The configuration for
the Pig transformation is simple. Open the Hadoop Options tab
and select the Delete outputs before executing hadoop
statements check box.
The configuration needed for the Pig transformation varies from job to job. This sample
job requires that you add three Pig Latin statements and four
substitution parameters on the Pig Latin tab.
Note that the Pig Latin
statements are entered in the
Pig Latin field. The sample job contains the following statements:
A = load '/user/test/PIG/$inputfilename' USING PigStorage(',')

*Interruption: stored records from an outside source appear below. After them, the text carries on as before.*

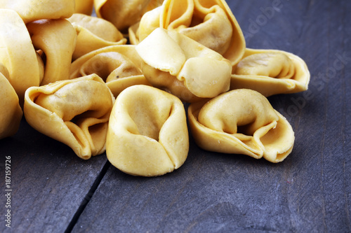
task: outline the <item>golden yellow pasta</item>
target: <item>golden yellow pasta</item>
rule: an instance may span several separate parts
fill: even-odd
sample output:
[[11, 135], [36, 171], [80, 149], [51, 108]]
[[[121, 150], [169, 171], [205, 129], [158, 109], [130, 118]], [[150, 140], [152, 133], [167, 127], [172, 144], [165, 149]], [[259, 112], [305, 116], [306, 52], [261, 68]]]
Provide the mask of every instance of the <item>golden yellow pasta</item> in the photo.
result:
[[91, 15], [94, 6], [94, 0], [75, 0], [74, 13]]
[[11, 9], [27, 22], [42, 19], [69, 17], [74, 13], [72, 0], [0, 0], [0, 8]]
[[27, 24], [37, 50], [45, 55], [45, 72], [41, 85], [69, 78], [77, 34], [65, 19], [41, 20]]
[[156, 176], [178, 169], [189, 151], [185, 111], [175, 96], [146, 85], [124, 90], [109, 123], [106, 154], [134, 176]]
[[114, 101], [104, 81], [93, 74], [28, 88], [24, 113], [33, 128], [88, 160], [105, 150]]
[[122, 32], [143, 15], [161, 4], [161, 0], [94, 0], [96, 15], [111, 22]]
[[77, 30], [77, 41], [73, 59], [97, 49], [127, 42], [111, 22], [96, 17], [75, 13], [67, 19]]
[[131, 28], [131, 43], [143, 41], [158, 27], [189, 36], [223, 55], [233, 66], [245, 51], [241, 29], [224, 0], [165, 0]]
[[142, 59], [135, 45], [121, 45], [92, 51], [72, 62], [70, 78], [96, 73], [114, 96], [131, 85], [151, 85], [141, 71]]
[[204, 150], [283, 161], [295, 141], [286, 119], [256, 91], [239, 89], [192, 104], [189, 124], [197, 144]]
[[299, 57], [277, 50], [247, 48], [234, 67], [230, 89], [247, 88], [265, 97], [307, 90], [310, 74]]
[[229, 90], [230, 61], [177, 31], [156, 29], [136, 50], [147, 80], [185, 101], [213, 98]]
[[6, 67], [8, 80], [22, 105], [27, 88], [40, 85], [44, 76], [43, 62], [18, 13], [0, 9], [0, 63]]
[[18, 96], [7, 80], [8, 76], [7, 69], [0, 63], [0, 139], [18, 132], [23, 115]]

AS (f1:int,f2:int,f3:int);
B1 = filter A by $filtercolumn == $filtervalue;
store B1 into '/user/test/PIG/$outputfilename' USING PigStorage(',');
Similarly, the substitution parameters are entered
in the
Substitution parameters field, as
follows:
Name = inputfilename, Value = numbers_target.txt,
Description = This is the name of the file loaded into hadoop
Name = outputfilename, Value = &output, Description = Output filename
Name = filtervalue, Value = 5
Name = filtercolumn, Value = f3
You also need to open
the Hadoop Options tab to select the Delete
outputs before executing hadoop statements check box.
Finally, you need to
create a new prompt for the substitution parameter on the Parameters tab. The general values for this job are Name=output
and Displayed
text=Pig target
. The prompt type and values are Prompt
type=Text
and Default value=PIG_SubstitutionParamtarget.txt
.